Wednesday, February 8, 2012
Posted by Lee Yuan Sheng in "Digital Home Hardware & Accessories" @ 10:00 AM
So the parade of compacts continues. Canon yesterday announced a bunch, and I will start with the more interesting ones. The Powershot ELPH 320 HS and ELPH 530 HS (IXUS 240 HS and IXUS 510 HS respectively outside of North America) are the latest additions to the ELPH/IXUS line up. The 320 HS features a 16 megapixel sensor with a 5x optically stabilised 24-120mm equivalent f/2.7-5.9 zoom lens, while the 530 HS features a 10 megapixel sensor with a 12x optically stabilised 28-336mm equivalent f/3.4-5.6 zoom lens. This uses folded optics to get fit into the small body. The two ELPHs share a lot of features otherwise, with a 3.2" HVGA touchscreen LCD and very little physical controls, 1080p video at 24 FPS, still shooting at up to 5.2 FPS, and new here, built-in wifi that in addition to uploading to various services, also allows transferring files to a smartphone, with an app coming for iOS and Android. The 530 HS also uses microSD cards instead of the usual SD cards for storing its photos. I sense many cameras will switch to the smaller form factor as time goes by; this is the third camera announced in 2012 utilising the smaller format. The two cameras will ship in late March, with the 530 HS going for US$350, and the 320 HS going for US$280. More cameras after the break!
Next up, is travelzoom camera, the Powershot SX 260 HS. The SX 260 HS features a 12 megapixel sensor, a big 20x (up from 14x) optically stabilised 25-500mm equivalent f/3.5-6.8 (!) lens, a 3" HVGA LCD, 1080p video at 24 FPS, manual control of exposure, GPS and the usual Canon additions like high speed video and special effect modes. The SX 260 HS will ship in March for US$350. There also appears to be a SX 240 HS, which is the same as the SX 260 HS, but without the GPS, and does not look like it will be headed to North America.
The Powershot D20 is an update to the D10, which has gone so long without an update I thought Canon had abandoned the rugged compact area. This is a more conventional affair, without the bulbous look the D10 had. Like the most rugged cameras, the D20's specifications are rather plain. It comes with a 12 megapixel sensor, a 5x optically stabilised 28-140mm equivalent f/3.9-4.8 zoom lens, a 3" HVGA LCD, 1080p video at 24 FPS, GPS, and of course, a rugged body that is waterproof to 33 feet (10 metres), shockproof from 5 feet (1.5 metres), freezeproof to 14F (-10C), and dustproof. The camera will ship in May for US$350.

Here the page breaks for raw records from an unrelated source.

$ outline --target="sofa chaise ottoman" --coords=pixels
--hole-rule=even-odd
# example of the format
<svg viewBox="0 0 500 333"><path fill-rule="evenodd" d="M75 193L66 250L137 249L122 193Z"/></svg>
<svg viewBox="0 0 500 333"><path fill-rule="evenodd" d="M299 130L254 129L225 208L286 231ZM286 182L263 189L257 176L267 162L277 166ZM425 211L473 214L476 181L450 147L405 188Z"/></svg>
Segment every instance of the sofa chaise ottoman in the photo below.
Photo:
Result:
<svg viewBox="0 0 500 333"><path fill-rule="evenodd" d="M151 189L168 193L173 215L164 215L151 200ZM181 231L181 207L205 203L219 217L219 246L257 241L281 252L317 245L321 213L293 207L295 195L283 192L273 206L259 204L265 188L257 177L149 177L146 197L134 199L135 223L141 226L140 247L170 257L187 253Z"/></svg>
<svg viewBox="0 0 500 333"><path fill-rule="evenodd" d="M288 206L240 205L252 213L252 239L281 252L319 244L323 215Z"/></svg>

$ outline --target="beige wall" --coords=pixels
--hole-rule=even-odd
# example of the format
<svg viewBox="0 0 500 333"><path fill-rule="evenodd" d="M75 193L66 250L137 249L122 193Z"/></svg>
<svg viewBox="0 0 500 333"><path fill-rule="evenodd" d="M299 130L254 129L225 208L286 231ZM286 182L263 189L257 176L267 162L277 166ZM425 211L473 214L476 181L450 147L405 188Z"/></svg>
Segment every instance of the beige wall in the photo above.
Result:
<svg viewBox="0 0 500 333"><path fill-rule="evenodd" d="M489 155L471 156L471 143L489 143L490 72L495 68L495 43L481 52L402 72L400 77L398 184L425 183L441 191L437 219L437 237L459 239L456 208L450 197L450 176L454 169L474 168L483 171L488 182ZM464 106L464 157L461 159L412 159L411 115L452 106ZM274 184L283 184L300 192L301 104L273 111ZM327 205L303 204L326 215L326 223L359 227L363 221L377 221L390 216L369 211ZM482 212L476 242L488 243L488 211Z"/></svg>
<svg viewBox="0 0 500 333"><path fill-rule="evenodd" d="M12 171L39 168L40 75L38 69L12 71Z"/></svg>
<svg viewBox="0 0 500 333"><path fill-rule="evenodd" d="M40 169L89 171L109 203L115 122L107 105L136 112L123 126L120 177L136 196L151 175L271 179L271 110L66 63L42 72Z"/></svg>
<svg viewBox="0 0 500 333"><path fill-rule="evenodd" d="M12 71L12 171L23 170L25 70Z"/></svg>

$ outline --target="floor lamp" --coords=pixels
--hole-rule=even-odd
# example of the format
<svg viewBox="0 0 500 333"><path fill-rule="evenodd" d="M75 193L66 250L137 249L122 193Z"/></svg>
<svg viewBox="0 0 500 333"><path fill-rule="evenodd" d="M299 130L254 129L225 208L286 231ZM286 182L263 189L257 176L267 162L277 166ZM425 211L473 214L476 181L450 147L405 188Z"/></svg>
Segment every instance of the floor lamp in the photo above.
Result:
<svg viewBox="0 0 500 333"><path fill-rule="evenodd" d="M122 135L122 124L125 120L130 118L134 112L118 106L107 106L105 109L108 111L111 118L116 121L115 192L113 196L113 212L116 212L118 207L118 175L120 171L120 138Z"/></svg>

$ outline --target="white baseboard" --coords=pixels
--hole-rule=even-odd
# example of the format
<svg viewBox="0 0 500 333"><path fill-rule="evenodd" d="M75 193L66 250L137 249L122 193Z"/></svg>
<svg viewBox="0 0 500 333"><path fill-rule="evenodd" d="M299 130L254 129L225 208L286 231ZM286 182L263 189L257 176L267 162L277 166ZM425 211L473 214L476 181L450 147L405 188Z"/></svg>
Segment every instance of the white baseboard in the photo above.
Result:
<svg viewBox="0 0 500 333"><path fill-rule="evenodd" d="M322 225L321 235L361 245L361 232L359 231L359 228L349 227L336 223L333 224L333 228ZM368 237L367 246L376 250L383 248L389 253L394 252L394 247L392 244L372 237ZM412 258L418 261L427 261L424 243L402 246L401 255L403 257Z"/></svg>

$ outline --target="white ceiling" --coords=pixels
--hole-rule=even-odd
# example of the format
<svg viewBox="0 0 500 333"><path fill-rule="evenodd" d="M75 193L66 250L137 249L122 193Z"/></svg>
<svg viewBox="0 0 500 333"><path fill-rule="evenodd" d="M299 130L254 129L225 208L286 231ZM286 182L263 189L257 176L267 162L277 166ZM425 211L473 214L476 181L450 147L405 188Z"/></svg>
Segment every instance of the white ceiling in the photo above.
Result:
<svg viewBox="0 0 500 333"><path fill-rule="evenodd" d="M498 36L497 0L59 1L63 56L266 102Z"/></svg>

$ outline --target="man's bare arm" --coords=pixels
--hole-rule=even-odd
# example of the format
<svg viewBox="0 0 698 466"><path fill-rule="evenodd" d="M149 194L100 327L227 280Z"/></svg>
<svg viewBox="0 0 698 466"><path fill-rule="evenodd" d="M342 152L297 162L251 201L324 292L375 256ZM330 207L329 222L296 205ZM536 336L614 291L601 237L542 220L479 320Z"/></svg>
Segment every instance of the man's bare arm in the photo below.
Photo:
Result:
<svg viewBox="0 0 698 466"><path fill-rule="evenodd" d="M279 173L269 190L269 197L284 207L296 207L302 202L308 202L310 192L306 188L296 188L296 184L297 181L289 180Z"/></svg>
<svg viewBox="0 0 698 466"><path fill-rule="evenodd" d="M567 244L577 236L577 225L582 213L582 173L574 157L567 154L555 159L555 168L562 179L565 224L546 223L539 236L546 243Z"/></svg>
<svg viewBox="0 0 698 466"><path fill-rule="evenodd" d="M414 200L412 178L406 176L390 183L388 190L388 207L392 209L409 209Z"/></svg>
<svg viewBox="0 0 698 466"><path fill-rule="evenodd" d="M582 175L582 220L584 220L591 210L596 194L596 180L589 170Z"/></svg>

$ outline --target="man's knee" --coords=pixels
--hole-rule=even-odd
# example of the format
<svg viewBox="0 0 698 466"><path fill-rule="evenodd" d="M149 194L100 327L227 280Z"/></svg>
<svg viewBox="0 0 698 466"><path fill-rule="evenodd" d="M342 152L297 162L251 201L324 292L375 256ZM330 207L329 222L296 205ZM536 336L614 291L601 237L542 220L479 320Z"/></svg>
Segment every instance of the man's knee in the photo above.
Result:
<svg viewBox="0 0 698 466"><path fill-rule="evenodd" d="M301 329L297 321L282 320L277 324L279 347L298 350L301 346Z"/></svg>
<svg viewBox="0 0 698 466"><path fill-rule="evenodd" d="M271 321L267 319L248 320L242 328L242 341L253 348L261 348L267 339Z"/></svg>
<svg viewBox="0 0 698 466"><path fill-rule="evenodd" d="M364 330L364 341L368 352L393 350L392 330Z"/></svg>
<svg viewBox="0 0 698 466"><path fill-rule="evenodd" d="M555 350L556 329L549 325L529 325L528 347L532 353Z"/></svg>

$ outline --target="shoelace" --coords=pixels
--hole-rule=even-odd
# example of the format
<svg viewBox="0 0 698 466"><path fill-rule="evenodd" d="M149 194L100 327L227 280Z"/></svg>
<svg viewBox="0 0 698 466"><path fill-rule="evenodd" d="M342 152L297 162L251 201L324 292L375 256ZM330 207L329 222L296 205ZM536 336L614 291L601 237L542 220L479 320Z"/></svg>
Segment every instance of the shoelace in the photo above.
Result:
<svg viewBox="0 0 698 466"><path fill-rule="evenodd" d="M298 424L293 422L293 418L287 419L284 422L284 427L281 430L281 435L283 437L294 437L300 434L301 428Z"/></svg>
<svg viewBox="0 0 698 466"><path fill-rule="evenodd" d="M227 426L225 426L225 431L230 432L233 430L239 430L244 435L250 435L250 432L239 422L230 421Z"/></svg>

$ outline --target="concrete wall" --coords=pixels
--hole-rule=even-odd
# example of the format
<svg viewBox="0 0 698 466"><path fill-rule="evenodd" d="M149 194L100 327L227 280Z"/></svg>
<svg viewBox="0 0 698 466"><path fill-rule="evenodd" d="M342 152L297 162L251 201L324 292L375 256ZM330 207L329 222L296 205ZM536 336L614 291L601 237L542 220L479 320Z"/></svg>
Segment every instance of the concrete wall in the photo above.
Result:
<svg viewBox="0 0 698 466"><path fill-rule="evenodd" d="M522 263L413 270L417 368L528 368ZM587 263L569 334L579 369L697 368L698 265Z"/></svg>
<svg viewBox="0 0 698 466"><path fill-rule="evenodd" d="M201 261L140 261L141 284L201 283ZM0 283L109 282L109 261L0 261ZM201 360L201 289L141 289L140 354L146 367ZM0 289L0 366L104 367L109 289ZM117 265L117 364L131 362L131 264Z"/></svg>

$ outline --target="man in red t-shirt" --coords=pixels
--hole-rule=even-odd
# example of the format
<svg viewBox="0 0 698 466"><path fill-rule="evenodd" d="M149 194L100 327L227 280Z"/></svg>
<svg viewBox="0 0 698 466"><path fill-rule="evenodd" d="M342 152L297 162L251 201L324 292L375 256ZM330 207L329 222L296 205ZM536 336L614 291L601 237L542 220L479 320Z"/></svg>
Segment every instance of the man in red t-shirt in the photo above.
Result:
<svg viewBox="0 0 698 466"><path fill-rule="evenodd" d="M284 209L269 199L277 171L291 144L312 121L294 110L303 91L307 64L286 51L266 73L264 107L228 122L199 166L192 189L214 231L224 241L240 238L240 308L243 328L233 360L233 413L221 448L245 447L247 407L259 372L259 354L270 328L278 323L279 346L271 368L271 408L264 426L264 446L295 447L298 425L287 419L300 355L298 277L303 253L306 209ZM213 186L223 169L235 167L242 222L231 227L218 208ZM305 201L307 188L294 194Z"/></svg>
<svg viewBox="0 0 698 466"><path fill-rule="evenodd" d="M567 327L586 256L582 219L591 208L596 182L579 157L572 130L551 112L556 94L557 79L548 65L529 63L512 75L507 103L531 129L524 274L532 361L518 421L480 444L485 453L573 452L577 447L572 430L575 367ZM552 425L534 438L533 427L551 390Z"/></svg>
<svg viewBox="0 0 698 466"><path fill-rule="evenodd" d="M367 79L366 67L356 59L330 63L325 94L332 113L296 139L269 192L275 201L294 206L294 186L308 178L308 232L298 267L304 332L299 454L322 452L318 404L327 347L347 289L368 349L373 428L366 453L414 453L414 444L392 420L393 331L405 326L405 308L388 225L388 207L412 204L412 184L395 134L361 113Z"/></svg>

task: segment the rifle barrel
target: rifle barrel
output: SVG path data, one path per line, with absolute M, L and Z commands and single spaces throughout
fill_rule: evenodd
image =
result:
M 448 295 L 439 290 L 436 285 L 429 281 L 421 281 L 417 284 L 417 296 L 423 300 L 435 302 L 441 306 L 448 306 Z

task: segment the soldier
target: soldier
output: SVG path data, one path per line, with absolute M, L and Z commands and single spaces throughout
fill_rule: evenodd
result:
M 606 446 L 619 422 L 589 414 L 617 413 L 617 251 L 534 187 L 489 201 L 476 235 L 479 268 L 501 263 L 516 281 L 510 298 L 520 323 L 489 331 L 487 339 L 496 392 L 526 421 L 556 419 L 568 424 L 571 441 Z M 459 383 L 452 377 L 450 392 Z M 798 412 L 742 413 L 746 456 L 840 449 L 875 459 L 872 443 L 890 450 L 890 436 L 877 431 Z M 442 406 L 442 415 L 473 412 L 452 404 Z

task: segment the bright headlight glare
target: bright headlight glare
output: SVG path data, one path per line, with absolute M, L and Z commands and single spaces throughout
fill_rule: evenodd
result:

Finally, Canon also announced six A-series budget compacts. I really am not sure what camera companies are doing. This is the segment most threatened by camera phones, has declining margins, and they see it fit to iterate more cameras at extremely fine price points. This is like fighting fire with fire, but being on the losing end.
Anyway, the six cameras share the same 16 megapixel CCD, and five use the same 5x 28-140mm equivalent f/2.8-6.9 (!) zoom lens. All are capable of recording 720p video at 25 FPS. The odd one out is the most expensive of the lot, the Powershot A4000 IS (US$200, ships in February), which uses an 8x optically stabilised 28-224mm equivalent f/3.0-5.9 zoom lens. It also uses a 3" QVGA LCD screen. The Powershot A3400 IS (US$180, ships in March) has a 3" QVGA touchscreen LCD, while the Powershot A2400 IS (US$160, ships in March) differs only from having a 2.7" QVGA screen. Both the A2400 and A2400 utilise the optically stabilised version of the 5x zoom lens. The Powershot A2300 (US$150, ships in March) is basically the A2400 IS without the IS, and the Powershot A1300 and A810 (US$120 and US110, ships in April) are the chunkier versions, utilising two AA batteries as a power source. The only difference between the two is the A1300 having an optical viewfinder.